Strokes happen when blood flowing to the arteries in the brain  is impeded or (in more severe cases) leak or burst. This leads to trauma to the brain and spinal cord,  which can cause other manifestations.
Studies show that over 25 percent and 43 percent of people will have a condition called spasticity in the first year after a stroke. This condition occurs because the muscles are stiff and tight, making it hard to expand, move and take care of everyday activities.
In some cases, treatments and lifestyle adjustments can help decrease the seriousness of the condition and its effect on your life.
Exercises can be done to boost neuroplasticity or the brain’s ability to form new pathways to do functions (like regulating muscle tone).  You can also stretch and move to prevent some long-term effects of spasticity which include contracture.
In this article, I will be discussing the management of spasticity after a stroke and some exercises that can be done to improve it.
What Is Spasticity After A Stroke?
A stroke can destroy the aspect of the brain responsible for controlling the signals to the muscles. If that happens, you may have spasticity or an abnormal increase in muscle tone. Your muscles may become stiff, tight and painful, making movement difficult.

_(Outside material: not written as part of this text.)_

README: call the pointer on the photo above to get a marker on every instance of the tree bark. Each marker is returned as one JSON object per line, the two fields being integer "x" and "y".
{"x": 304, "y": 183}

As a result, the way you speak, move and walk is affected. Your muscles may stay contracted in different positions, like a bent wrist, clenched fist or tucking your thumb into your palm. The effects of spasticity can be seen in the following ways:
- Tight knees
- Tension in the fingers
- Bending your foot at an angle
- Curling in the toes
- Weakness in a foot, causing it to drag when walking
- Bending your arm and holding it tight against the chest
Young people who have had stroke  are more susceptible to spasticity. When bleeding is responsible for the stroke, it can also cause spasticity.